Le couple s’est brièvement reformé en août 2017 puis Mme [G] portait plainte à nouveau le 3 novembre 2017, relatant une scène d’appréhension physique par laquelle M. [Y] s’emparait de son téléphone. Mme [G] terminait sa narration en évoquant leurs relations financières, M. [Y] lui reprochant des dettes relatives à des loyers, des prêts et intéressant la voiture, invoquant avoir fait une reconnaissance de dette au mois de mai car elle voulait tellement en finir avec ses reproches concernant les dettes, ce que le premier juge a estimé être la manifestation de la volonté d’acheter sa tranquillité et de calmer M. [Y].
Toutefois, outre les caractéristiques intrinsèques de la reconnaissance de dette évoquées ci-dessus, exclusives de toute manifestation de pression, Mme [G] en a partiellement exécuté les termes à plusieurs reprises en procédant à des virements de la somme de 300 € les 06 juin 2017, 03 juillet 2017, 02 août 2017, 01 septembre 2017 et 04 octobre 2017. Elle confirmait ainsi la valeur qu’elle attachait à la reconnaissance de dette du 15 mai 2017, de telle sorte que le comportement de Mme [G] excluait toute contrainte puisque les paiements étaient réalisés tant avant qu’après que les concubins ont repris la vie commune.
Il n’est en définitive nullement établi que la reconnaissance de dette a été rédigée sous l’effet d’une contrainte (les attestations qualifiables de moralité produites de part et d’autres n’apportant rien à la caractérisation de violence au sens des textes précités pas plus que la prise médicamenteuse par Mme [G] pendant le temps suivant les deux épisodes paroxystiques de mars et de novembre 2017) alors que Mme [G] ne craignait aucun mal considérable et n’était pas dans un état de dépendance envers M.[Y] autre qu’affective manifestée par des troubles cyclothymiques qui n’existaient pas lors de la rédaction et l’exécution partielle de la reconnaissance de dette.

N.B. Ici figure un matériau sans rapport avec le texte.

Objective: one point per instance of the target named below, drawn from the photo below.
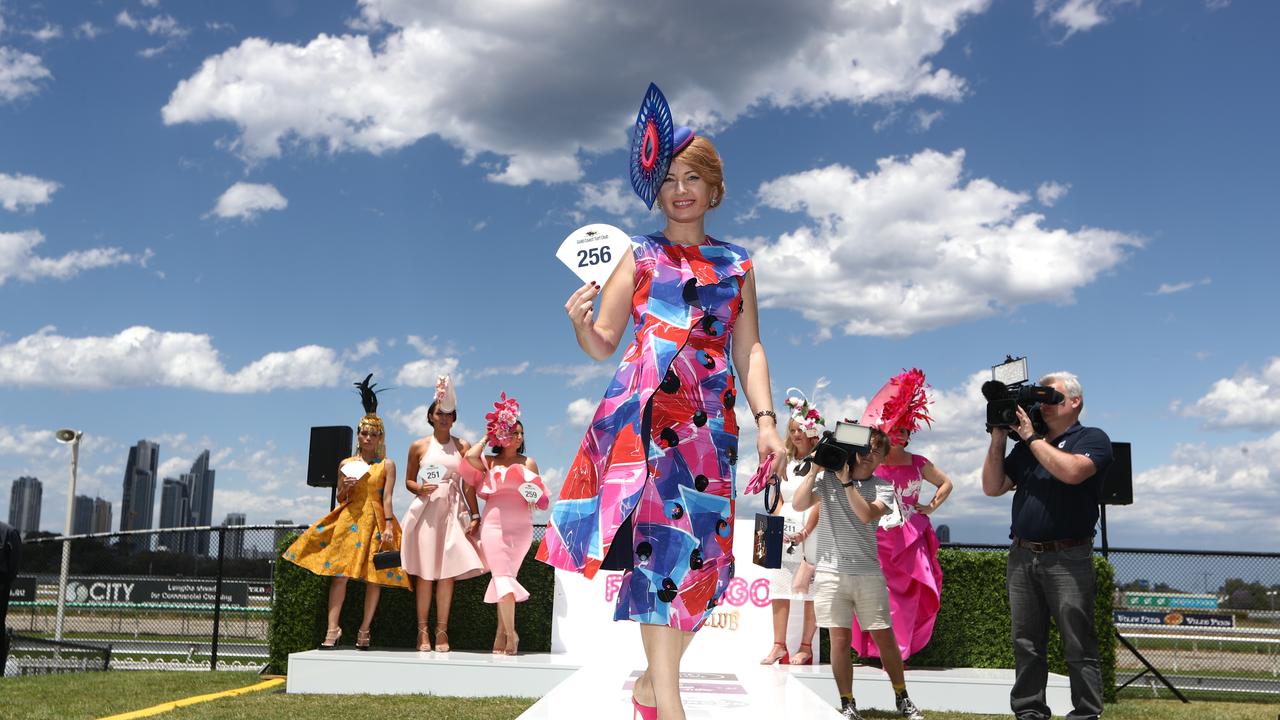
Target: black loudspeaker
(330, 445)
(1118, 483)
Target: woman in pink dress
(511, 487)
(908, 547)
(442, 524)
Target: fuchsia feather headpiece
(502, 422)
(899, 405)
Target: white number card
(531, 492)
(355, 469)
(432, 474)
(592, 251)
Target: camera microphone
(993, 391)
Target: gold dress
(343, 542)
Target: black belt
(1047, 546)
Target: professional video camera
(842, 446)
(1008, 390)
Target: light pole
(67, 437)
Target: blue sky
(214, 218)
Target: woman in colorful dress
(443, 522)
(650, 491)
(343, 542)
(908, 550)
(511, 487)
(804, 427)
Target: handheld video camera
(842, 446)
(1008, 390)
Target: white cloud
(611, 196)
(915, 246)
(145, 356)
(18, 261)
(1170, 288)
(1078, 16)
(362, 350)
(1050, 192)
(517, 369)
(246, 200)
(464, 73)
(580, 413)
(24, 192)
(87, 30)
(45, 33)
(435, 361)
(1247, 400)
(21, 74)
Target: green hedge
(301, 598)
(972, 629)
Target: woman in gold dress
(343, 542)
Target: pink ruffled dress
(909, 557)
(506, 523)
(437, 545)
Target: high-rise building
(176, 513)
(82, 519)
(234, 540)
(24, 499)
(101, 515)
(280, 533)
(200, 493)
(137, 501)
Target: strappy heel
(330, 638)
(641, 711)
(807, 651)
(772, 657)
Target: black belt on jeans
(1051, 545)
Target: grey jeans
(1054, 584)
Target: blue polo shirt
(1047, 509)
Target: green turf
(97, 695)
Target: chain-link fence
(181, 598)
(1206, 621)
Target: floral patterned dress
(343, 542)
(656, 469)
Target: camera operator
(1056, 481)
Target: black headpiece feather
(368, 395)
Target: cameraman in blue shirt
(1056, 479)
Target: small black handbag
(767, 542)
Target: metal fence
(1206, 621)
(200, 598)
(181, 598)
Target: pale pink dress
(506, 523)
(437, 545)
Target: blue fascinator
(654, 141)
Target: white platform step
(727, 689)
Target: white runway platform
(600, 687)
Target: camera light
(1011, 372)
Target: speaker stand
(1124, 641)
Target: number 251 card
(592, 251)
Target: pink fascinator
(444, 397)
(501, 423)
(899, 405)
(803, 410)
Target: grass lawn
(97, 695)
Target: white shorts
(837, 597)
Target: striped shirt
(845, 543)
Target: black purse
(767, 542)
(387, 559)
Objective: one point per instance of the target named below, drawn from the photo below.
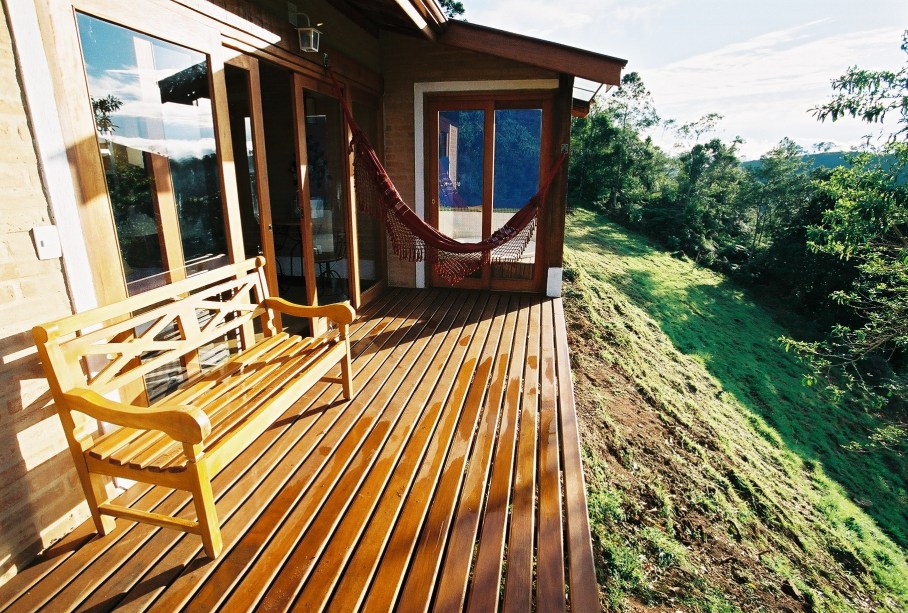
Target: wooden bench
(187, 436)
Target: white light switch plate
(47, 242)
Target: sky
(762, 64)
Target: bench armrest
(340, 312)
(182, 422)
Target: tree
(869, 226)
(701, 216)
(780, 186)
(612, 165)
(452, 8)
(870, 95)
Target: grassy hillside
(717, 481)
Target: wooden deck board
(452, 478)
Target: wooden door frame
(260, 162)
(372, 100)
(489, 102)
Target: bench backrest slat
(123, 342)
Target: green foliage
(746, 456)
(104, 108)
(452, 8)
(868, 225)
(779, 188)
(870, 95)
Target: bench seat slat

Aucune dépendance économique ne résulte du dossier, Mme [G], aide soignante, disposant de revenus et d’un logement propre. Quant à la prise en compte du sexe de la victime, il nécessite de prendre pour postulat la faiblesse de la femme, en toutes circonstances, ce que la cour ne peut envisager.
Les violences dans les termes des articles 1140 et 1143 du code civil n’étant pas constituées, le consentement à la reconnaissance de dette étant plein et entier, le jugement sera réformé et Mme [G] sera condamnée à payer à M. [Y] la somme de 6700 € restant due sur les causes de la reconnaissance de dette, avec intérêts au taux légal à compter de l’assignation du 29 juillet 2019 et capitalisation des intérêts dans les termes légaux, la somme ne faisant l’objet d’aucune contestation.
Mme [G], partie perdante au sens de l’article 696 du code de procédure civile, supportera les dépens de première instance et d’appel.
PAR CES MOTIFS
statuant contradictoirement, par arrêt mis à disposition au greffe
Infirme le jugement dans toutes ses dispositions
Condamne Mme [S] [G] à payer à M. [F] [Y] la somme de 6700 € avec intérêts au taux légal à compter du 29 juillet 2019.
Prononce la capitalisation des intérêts dans les termes de l’article 1343-2 du code civil.
Condamne Mme [S] [G] aux dépens de première instance et d’appel, avec pour ces derniers, distraction au profit de l’avocat qui affirme son droit au recouvrement direct.
Dit n’y avoir lieu à application des dispositions de l’article 700 du code de procédure civile.